Unlike the previous shows, which featured bald apes in various poses and social settings, this is a more sedate and scientific show, with animals stripped back to varying degrees and only slightly animated in terms of activity.
The lack of animation in their poses and the fact that they aren’t humans may make this a less controversial show than his previous efforts, although I suspect some animal rights groups might object. Actually, it might be good publicity for the museum if they do.
Anyone who saw Damien Hirst’s famous pickled (and now, somewhat decaying) shark might find the show a bit familiar, especially as it opens with two sharks. That said, the “red shark”, which is now a display of blood capillaries with all the flesh removed is dramatic visually from a distance, but also rewards close inspection to see the individual veins hanging in the middle of space.
The other fishy exhibits I had to say did not impress that much as frankly, they looked like they could have come from a local fishmongers – and the few that were cut open were not that different from occasional suppers.
Fortunately, the rest of the animals being larger display an internal anatomy that is less familiar – even if you can recognise what part of the plastinated lamb would comprise the Sunday roast.
Helpfully, and most appropriate to the setting, each exhibit has a display card explaining – in brief – the anatomy of the animal or specimen on show. Reassuringly scientific.
My favourites though were undeniably the glass cases with animal organs on display, or small animals in some cases. One case, tucked away in a corner and almost too easy to overlook had some displays of reproductive organs. Gentlemen concerned about their own modest offerings may wish to avoid this if they don’t wish to walk away feeling quite inferior.
The block busters of the show though are likely to be the stripped back renderings of an adult elephant and running giraffe which soars above the rest of the display.
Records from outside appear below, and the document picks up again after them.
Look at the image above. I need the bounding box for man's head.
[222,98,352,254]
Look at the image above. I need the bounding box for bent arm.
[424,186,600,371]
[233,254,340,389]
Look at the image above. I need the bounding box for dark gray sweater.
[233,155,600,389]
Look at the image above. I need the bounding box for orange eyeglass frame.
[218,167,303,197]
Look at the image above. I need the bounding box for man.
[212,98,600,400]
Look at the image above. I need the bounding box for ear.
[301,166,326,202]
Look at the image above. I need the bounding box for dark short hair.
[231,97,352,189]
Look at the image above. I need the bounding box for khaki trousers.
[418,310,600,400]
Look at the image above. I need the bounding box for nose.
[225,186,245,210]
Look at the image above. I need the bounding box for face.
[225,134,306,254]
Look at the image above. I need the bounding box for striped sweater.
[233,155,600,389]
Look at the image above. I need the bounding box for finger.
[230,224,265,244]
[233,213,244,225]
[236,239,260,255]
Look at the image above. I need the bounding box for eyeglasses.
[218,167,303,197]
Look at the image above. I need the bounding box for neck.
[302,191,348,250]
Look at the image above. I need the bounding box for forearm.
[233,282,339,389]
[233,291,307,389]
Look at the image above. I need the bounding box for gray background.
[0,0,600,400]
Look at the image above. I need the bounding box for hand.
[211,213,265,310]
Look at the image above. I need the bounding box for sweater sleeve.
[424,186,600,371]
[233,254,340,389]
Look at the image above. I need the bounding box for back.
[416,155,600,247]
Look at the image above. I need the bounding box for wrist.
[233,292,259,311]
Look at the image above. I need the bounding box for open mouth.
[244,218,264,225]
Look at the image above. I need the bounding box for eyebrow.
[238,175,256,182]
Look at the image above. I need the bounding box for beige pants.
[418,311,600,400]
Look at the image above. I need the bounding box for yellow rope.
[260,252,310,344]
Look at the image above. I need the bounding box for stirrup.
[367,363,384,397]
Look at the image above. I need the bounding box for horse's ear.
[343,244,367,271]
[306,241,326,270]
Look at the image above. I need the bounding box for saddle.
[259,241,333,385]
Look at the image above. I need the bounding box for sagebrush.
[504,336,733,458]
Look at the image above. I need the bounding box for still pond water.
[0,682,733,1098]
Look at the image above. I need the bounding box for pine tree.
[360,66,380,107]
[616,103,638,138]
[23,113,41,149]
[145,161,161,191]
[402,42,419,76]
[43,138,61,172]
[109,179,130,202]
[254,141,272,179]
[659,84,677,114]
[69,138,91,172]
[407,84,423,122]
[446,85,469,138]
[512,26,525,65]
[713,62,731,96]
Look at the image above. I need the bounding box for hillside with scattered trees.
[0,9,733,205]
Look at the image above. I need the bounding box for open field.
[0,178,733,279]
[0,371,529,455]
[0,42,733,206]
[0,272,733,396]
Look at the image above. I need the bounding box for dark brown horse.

Two ostriches offer two different types of fleshy reduction, and it’s worth walking around the back of the cases to see them from a better perspective.
I also rather liked a giraffe that was more art than exhibit, being made up of slices of of the animal that were then hung in space to recreate the rough shape of the original animal.
A small sign at the start of the exhibition reassures that no animal was killed just to be displayed, and that seems borne out by the extensive reuse of Reindeer organs in the display.
Like all museum blockbuster exhibitions you go in past a cashier taking money for your tickets, and leave via the gift shop, where they hope to repeat the wallet digging process.
As a display it is a good one – ticks the “ohh look at that” box most admirably while also educating to a sensible degree. For the museum it brings a big brand-name into the museum which always helps.
The exhibition opens this Friday and closes after the Olympic crowds have returned to their respective homes.
Entry is £9 for adults; child and concessions £6; family £27. Free for museum friends.
A few more photos in my gallery.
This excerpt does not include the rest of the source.